Hier après-midi, la tuerie semblait enfin s’achever. Le pilonnage de Homs s’était interrompu. Les tueurs de Bachar al-Assad avaient même laissé fuir quelques familles sans les abattre sur place mais, dès la soirée, les tirs ont repris, de plus belle, pour la neuvième journée consécutive, neuf jours maintenant d’un déluge de feu sur des quartiers d’habitation dont les habitants doivent mourir, pour l’exemple, pour décourage la révolte syrienne.

Homs entre dans l’histoire des plus grandes monstruosités contemporaines mais cette abomination, pour une fois, ne laisse pas le monde indifférent. Réunie, hier, au Caire, la Ligue arabe, tous les pays arabes, a décidé de rompre toute coopération avec ce régime, de prendre contre lui des sanctions économiques, de proposer une aide politique et matérielle à l’opposition, de mettre fin à sa mission d’observation en Syrie qu’elle avait déjà suspendue et de demander à l’Onu l’envoi de casques bleus, d’une mission de paix internationale à laquelle elle se joindrait.
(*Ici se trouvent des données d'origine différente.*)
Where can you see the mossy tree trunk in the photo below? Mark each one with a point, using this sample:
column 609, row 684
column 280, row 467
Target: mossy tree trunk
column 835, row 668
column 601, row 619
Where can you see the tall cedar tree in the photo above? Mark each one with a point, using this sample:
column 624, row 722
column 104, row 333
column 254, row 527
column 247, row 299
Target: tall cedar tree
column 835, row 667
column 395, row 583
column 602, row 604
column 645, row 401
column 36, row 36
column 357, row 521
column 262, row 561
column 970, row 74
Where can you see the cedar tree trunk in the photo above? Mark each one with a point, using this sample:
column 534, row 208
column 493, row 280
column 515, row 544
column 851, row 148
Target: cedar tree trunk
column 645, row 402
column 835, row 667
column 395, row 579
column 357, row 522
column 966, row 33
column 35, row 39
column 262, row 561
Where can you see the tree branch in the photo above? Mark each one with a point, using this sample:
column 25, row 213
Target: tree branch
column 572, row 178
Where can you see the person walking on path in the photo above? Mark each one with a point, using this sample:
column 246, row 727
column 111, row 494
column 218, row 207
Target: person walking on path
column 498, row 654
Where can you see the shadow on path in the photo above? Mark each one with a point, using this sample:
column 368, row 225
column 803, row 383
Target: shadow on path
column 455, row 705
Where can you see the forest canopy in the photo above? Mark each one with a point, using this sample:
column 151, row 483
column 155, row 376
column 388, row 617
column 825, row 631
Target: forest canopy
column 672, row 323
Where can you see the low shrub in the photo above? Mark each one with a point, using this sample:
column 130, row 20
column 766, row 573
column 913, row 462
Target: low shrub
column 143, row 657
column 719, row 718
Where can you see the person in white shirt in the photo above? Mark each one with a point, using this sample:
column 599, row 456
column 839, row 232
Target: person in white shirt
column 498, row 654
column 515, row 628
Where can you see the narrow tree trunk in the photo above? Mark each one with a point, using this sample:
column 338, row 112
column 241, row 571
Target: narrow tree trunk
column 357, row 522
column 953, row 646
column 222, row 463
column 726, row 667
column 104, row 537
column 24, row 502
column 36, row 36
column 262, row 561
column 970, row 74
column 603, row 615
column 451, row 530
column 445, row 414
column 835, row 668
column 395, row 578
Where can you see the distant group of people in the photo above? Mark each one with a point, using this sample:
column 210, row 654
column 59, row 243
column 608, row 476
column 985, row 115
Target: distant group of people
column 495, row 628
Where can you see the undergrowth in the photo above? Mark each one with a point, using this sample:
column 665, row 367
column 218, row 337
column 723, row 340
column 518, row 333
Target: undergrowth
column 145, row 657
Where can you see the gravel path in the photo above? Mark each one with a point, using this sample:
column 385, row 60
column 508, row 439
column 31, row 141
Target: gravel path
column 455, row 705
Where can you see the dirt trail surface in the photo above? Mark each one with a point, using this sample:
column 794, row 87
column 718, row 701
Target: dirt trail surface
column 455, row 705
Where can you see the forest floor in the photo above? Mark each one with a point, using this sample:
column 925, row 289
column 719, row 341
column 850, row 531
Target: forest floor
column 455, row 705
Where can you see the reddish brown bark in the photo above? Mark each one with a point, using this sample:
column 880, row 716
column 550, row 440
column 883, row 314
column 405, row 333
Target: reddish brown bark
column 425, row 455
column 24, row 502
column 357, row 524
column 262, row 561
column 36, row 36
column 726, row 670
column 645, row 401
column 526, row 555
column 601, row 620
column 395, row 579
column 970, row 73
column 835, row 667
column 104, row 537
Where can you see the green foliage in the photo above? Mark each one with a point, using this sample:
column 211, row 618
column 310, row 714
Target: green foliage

Parallèlement, les pays arabes et occidentaux tentent à nouveau de faire condamner le régime syrien par les Nations-Unies mais en s’adressant directement, cette fois-ci, à l’Assemblée générale car les grandes puissances n’y disposent pas de ce droit de veto que la Chine et la Russie avaient opposé, il y a dix jours, au projet de résolution présenté devant le Conseil de sécurité.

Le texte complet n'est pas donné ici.